Kubernetes Fundamentals

Use When

Use when starting with Kubernetes — core objects, kubectl workflow, manifests, probes, ingress, cluster setup (EKS/GKE/kind), and deciding when K8s is the right tool vs systemd, Docker Compose, ECS/Fargate, or PaaS.
The task needs reusable judgment, domain constraints, or a proven workflow rather than ad hoc advice.

Do Not Use When

The task is unrelated to kubernetes-fundamentals or would be better handled by a more specific companion skill.
The request only needs a trivial answer and none of this skill's constraints or references materially help.

Required Inputs

Gather relevant project context, constraints, and the concrete problem to solve; load references only as needed.
Confirm the desired deliverable: design, code, review, migration plan, audit, or documentation.

Workflow

Read this SKILL.md first, then load only the referenced deep-dive files that are necessary for the task.
Apply the ordered guidance, checklists, and decision rules in this skill instead of cherry-picking isolated snippets.
Produce the deliverable with assumptions, risks, and follow-up work made explicit when they matter.

Quality Standards

Keep outputs execution-oriented, concise, and aligned with the repository's baseline engineering standards.
Preserve compatibility with existing project conventions unless the skill explicitly requires a stronger standard.
Prefer deterministic, reviewable steps over vague advice or tool-specific magic.

Anti-Patterns

Treating examples as copy-paste truth without checking fit, constraints, or failure modes.
Loading every reference file by default instead of using progressive disclosure.

Outputs

A concrete result that fits the task: implementation guidance, review findings, architecture decisions, templates, or generated artifacts.
Clear assumptions, tradeoffs, or unresolved gaps when the task cannot be completed from available context alone.
References used, companion skills, or follow-up actions when they materially improve execution.

Evidence Produced

Category	Artifact	Format	Example
Correctness	Cluster setup decision record	Markdown doc per `skill-composition-standards/references/adr-template.md` covering EKS / GKE / kind pick and ingress controller	`docs/k8s/cluster-setup-adr.md`

References

Use the references/ directory for deep detail after reading the core workflow below.

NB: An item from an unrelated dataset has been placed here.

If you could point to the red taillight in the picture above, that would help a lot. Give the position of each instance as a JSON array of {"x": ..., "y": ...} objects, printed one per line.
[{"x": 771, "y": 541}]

Core concepts and the mental model before anything else. The trap with K8s is adopting it too early; the second trap is adopting it without the mental model.

When this skill applies

Evaluating whether to adopt K8s.
Starting a new cluster.
Writing your first manifests.
Onboarding engineers onto K8s.
Building a proof-of-concept deployment.

When K8s is the right tool

1 service, 1 VM, stable load                     -> systemd on Debian (use linux-security-hardening)
1-5 services, 1-2 hosts, simple scaling          -> Docker Compose (use cloud-architecture)
5-20 services, need scaling / self-heal / rollouts -> Kubernetes (managed: EKS / GKE / AKS)
Full managed PaaS acceptable, no K8s team        -> ECS Fargate / Cloud Run / Heroku / Railway / Render
Strict compliance, on-prem                       -> Self-hosted K8s

Rule: don't adopt K8s before you have enough services that orchestration + rollout + self-healing pays for the operational cost. If one person can deploy all your services with a shell script in 10 minutes, you don't need K8s yet.

See references/when-k8s-is-right.md.

Core objects — the mental model

Pod — one or more containers sharing network + storage. Never create Pods directly; use a controller.

Deployment — declarative Pod management. You say "I want 3 replicas of this image with these env vars"; K8s keeps that true.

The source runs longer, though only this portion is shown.